Wednesday, February 25, 2009

Who is "the reader"?; or, What you get for prohibiting the word "I"



It must be exasperating to be a composition student. I am not saying this sarcastically; I mean it. At Cal, I'm blessed with smart, high-achieving students who got where they are today by following rules. They showed some imagination, but not too much imagination, and assiduously followed rules, and thereby got high marks and other official stamps of approval. This wasn't simply a matter of following stated rules, although that was part of it; often they also had to negotiate unspoken codes of comportment. They learned "test-taking strategies," a term that openly acknowledges that standardized tests are a game that can be won through generalized test-taking maneuvers; if the tests were truly effective as tests, then the only possible strategy would be to possess the appropriate depth and breadth of knowledge. They learned rules, sometimes explicit rules and sometimes rules that had to be figured out the hard way. They figured out at an early age that if they failed to follow rules, they could be punished all their lives. And they were not told which rules could be broken safely, or when.

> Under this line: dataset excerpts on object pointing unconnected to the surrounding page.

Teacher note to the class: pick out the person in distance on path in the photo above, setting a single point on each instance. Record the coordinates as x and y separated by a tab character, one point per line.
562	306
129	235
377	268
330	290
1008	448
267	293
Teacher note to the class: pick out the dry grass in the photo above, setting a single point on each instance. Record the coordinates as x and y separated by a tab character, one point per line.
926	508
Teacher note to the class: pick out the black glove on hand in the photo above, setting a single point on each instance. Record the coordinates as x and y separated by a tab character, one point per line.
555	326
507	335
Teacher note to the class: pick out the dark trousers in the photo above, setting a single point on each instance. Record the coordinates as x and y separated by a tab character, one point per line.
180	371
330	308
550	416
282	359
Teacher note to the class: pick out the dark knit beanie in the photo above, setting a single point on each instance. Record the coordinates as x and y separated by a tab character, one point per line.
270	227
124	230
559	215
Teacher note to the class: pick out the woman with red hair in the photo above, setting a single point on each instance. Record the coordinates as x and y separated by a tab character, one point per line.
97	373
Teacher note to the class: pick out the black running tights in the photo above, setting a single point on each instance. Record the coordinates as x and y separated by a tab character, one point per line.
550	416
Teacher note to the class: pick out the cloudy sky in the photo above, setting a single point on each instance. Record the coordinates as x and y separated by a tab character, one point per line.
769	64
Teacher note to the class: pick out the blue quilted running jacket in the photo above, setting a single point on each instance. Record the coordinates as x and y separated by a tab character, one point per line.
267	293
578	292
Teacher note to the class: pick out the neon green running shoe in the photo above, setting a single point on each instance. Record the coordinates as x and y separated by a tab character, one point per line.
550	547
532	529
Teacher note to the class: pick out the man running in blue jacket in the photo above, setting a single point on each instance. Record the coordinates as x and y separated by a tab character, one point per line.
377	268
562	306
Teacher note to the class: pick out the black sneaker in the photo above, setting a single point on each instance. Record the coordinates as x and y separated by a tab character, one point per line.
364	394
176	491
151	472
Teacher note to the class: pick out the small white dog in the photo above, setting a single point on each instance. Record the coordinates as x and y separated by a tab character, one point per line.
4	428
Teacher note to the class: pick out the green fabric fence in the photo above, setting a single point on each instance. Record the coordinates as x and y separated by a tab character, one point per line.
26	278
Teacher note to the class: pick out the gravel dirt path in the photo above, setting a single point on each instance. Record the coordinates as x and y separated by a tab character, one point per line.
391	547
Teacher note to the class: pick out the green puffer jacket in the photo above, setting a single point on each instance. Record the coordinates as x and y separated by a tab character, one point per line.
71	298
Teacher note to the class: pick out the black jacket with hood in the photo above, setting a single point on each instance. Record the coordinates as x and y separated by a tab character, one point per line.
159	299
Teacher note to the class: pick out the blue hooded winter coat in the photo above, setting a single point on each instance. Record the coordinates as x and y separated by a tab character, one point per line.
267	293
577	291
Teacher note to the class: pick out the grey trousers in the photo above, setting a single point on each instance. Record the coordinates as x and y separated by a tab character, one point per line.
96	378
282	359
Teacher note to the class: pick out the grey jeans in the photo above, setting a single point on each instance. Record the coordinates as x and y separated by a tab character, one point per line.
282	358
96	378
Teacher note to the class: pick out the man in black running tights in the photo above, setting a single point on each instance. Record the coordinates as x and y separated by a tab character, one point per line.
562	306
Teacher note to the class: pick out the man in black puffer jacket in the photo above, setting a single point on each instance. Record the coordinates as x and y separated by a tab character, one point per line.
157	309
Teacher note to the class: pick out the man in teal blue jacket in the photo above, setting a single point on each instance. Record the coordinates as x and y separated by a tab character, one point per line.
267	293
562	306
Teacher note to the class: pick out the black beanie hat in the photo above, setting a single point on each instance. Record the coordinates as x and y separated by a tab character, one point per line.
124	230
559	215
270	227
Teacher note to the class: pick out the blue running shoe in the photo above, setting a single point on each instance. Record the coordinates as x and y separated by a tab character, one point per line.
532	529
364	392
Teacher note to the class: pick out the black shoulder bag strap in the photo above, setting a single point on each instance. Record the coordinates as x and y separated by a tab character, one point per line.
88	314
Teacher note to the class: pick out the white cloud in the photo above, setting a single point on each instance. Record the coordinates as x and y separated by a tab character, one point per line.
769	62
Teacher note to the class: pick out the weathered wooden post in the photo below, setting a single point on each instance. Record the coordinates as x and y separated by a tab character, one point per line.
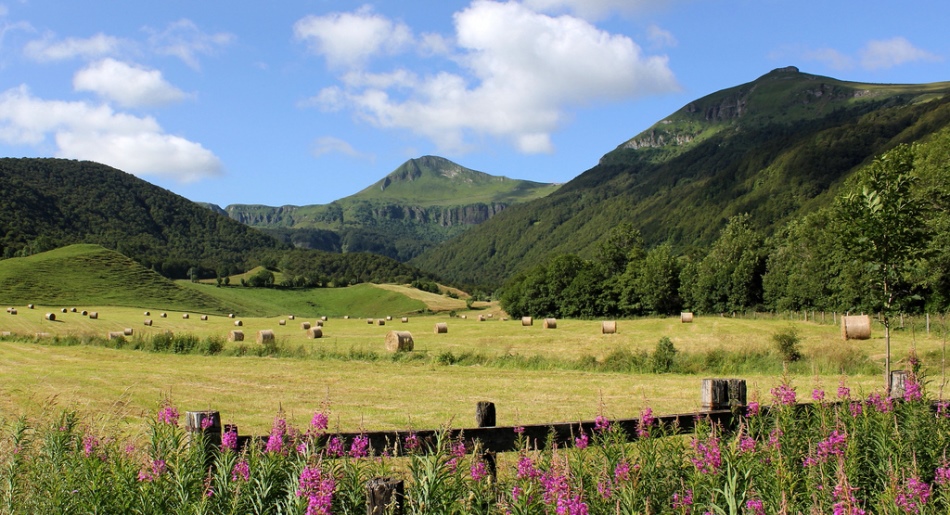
384	496
485	417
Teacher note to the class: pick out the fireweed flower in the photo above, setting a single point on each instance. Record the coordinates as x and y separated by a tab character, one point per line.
168	415
229	439
318	488
783	395
241	472
912	495
752	409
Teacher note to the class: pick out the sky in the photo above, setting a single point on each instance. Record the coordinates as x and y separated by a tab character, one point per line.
301	102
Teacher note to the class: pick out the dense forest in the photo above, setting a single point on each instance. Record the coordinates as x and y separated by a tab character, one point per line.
882	244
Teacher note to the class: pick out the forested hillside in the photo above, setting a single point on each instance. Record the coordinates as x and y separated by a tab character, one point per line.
774	150
421	204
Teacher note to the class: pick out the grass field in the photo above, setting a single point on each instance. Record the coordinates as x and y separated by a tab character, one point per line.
384	394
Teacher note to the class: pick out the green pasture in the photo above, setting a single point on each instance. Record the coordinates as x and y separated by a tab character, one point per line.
421	393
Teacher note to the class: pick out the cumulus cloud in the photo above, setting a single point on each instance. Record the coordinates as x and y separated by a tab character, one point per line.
892	52
523	71
81	130
351	39
126	84
184	40
48	49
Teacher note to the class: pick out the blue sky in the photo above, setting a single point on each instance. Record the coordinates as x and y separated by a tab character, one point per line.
304	102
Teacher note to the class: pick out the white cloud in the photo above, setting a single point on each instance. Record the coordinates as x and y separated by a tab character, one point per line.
184	40
47	49
350	39
80	130
523	72
126	84
892	52
331	145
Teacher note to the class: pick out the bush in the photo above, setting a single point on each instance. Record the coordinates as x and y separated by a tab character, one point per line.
663	356
786	342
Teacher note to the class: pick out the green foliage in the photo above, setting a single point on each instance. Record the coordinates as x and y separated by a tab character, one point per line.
786	343
664	356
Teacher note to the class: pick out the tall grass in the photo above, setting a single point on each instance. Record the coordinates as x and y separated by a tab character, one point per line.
839	455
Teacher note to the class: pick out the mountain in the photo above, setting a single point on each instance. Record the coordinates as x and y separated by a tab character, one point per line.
775	148
421	204
50	203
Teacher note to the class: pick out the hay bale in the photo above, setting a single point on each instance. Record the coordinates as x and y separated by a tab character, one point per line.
399	341
857	327
265	336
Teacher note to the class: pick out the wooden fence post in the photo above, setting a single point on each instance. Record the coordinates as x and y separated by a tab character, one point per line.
485	417
384	496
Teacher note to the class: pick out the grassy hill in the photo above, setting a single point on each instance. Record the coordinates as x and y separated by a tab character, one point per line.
419	205
90	275
776	148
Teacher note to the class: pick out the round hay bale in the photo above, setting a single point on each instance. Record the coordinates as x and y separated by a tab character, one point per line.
265	336
399	341
856	327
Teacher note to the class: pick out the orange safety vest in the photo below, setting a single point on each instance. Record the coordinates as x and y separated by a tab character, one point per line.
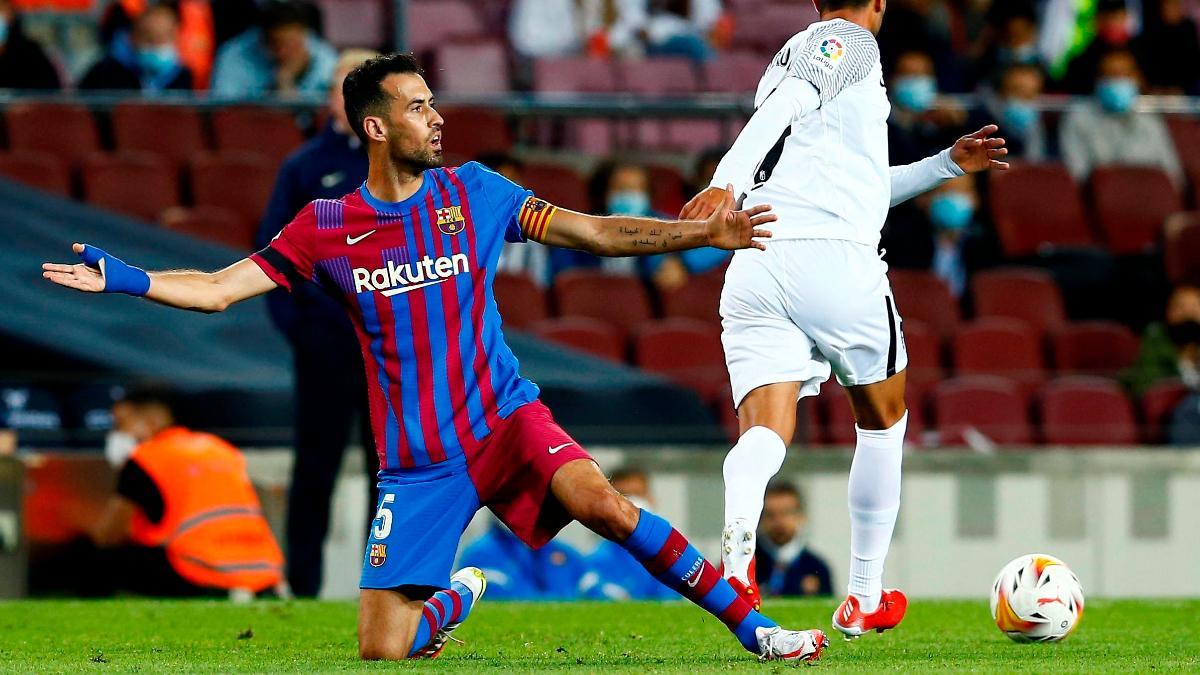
213	525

I know exactly why high school writing teachers prohibit the use of the word "I," and if I were in their situation I'd do the same thing. It's a fence around the Torah; it's the blinking "don't walk" signal long before the oncoming cars get a green light.

But now my students truly don't believe that they are allowed to use the word "I," even in the context of assignments for which they clearly need it. They know intellectually that "I" is not the real evil, but the years of training have done them in.

So now it's "the reader," a fictional character by means of which we can obfuscate the difference between "I" and "everybody." Alas.